Frequently Asked Questions

Common clinical questions about ALFENTA vs LENALIDOMIDE, answered by our medical review team.

1. What is the main difference between ALFENTA and LENALIDOMIDE?

ALFENTA is a Opioid Analgesic that works by μ-opioid receptor agonist that activates G-protein coupled receptors to inhibit adenylate cyclase, decreasing c AMP production, leading to reduced neuronal excitability and pain transmission.. LENALIDOMIDE is a Immunomodulatory Agent that works by Immunomodulatory agent with anti-angiogenic and anti-proliferative properties; alters cytokine production, enhances T-cell and NK-cell activity, inhibits tumor angiogenesis, and directly induces apoptosis in tumor cells.. They differ in pharmacokinetic profiles, FDA-approved indications, and side effect profiles.

2. Which is stronger: ALFENTA or LENALIDOMIDE?

Potency comparisons between ALFENTA and LENALIDOMIDE depend on the specific clinical indication. These are agents from distinct pharmacological classes and are not directly interchangeable by dose. A physician or clinical pharmacist should guide any therapeutic switching decisions.

3. What is the standard dosing for ALFENTA vs LENALIDOMIDE?

The standard adult dose of ALFENTA is: Intravenous: Initial dose 8-20 mcg/kg (0.5-1 min) then 0.5-3 mcg/kg/min or 3-5 mcg/kg q5-20min. For short procedures: 8-20 mcg/kg. For longer procedures: 50-75 mcg/kg followed by 0.5-3 mcg/kg/min.. The standard adult dose of LENALIDOMIDE is: 10 mg orally once daily on days 1-21 of 28-day cycle for transfusion-dependent anemia due to low- or intermediate-1-risk myelodysplastic syndromes; 25 mg orally once daily on days 1-21 of 28-day cycle for relapsed/refractory multiple myeloma.. Dosing should always be individualized based on indication, renal and hepatic function, age, and other patient factors.

4. Can you take ALFENTA and LENALIDOMIDE together?

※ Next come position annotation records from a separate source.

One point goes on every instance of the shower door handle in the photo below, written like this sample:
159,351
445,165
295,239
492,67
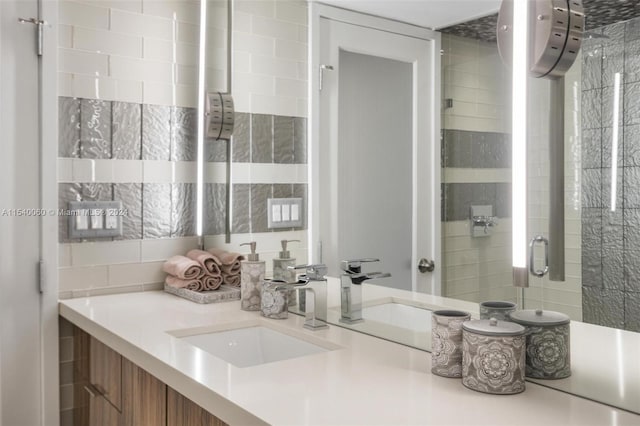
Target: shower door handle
425,265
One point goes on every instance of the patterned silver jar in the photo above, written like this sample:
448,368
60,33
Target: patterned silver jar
274,299
493,356
446,342
548,343
252,276
499,310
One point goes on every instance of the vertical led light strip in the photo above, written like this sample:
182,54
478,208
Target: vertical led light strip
201,129
614,140
519,137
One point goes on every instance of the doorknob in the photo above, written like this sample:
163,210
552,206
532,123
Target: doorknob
425,265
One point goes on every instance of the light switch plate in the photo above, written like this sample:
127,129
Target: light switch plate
95,219
284,213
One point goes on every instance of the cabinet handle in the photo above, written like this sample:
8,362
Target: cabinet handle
92,390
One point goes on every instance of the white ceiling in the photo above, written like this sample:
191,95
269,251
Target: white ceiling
433,14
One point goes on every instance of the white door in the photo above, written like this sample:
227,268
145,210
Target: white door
379,149
21,392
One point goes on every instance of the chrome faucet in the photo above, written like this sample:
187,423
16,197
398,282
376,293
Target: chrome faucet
351,289
314,284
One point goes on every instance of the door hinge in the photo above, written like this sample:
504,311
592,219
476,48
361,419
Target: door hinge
42,278
322,68
39,28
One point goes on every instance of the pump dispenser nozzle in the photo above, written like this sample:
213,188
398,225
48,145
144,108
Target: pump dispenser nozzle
284,254
253,256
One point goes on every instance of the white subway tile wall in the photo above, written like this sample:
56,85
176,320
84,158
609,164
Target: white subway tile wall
473,77
146,51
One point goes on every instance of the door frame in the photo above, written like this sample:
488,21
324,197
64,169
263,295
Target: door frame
316,13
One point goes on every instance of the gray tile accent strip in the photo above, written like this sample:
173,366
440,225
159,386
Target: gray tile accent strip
95,129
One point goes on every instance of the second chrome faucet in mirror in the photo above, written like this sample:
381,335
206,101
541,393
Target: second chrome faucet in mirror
351,290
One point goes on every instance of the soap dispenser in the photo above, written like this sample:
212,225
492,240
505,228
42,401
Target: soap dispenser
281,264
251,277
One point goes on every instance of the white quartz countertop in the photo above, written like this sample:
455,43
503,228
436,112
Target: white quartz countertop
367,381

No direct drug-drug interaction has been formally documented between ALFENTA and LENALIDOMIDE in current clinical databases. However, individual patient risk factors including other medications, organ function, and comorbidities should always be evaluated by a qualified healthcare provider.

5. Are ALFENTA and LENALIDOMIDE safe during pregnancy?

The maternal-fetal safety profiles differ. ALFENTA is classified as Category C. Alfentanil, a short-acting opioid analgesic, is classified as FDA Pregnancy Category C. No well-controlled studies in pregnant women exist. In animal studies, no teratogenic effect. LENALIDOMIDE is classified as Category C. Lenalidomide is a thalidomide analogue; it is teratogenic in humans. Pregnancy category X. In the first trimester, there is a high risk of severe birth defects (e.g., limb defects,. Always consult a maternal-fetal medicine specialist before taking either drug during pregnancy or lactation.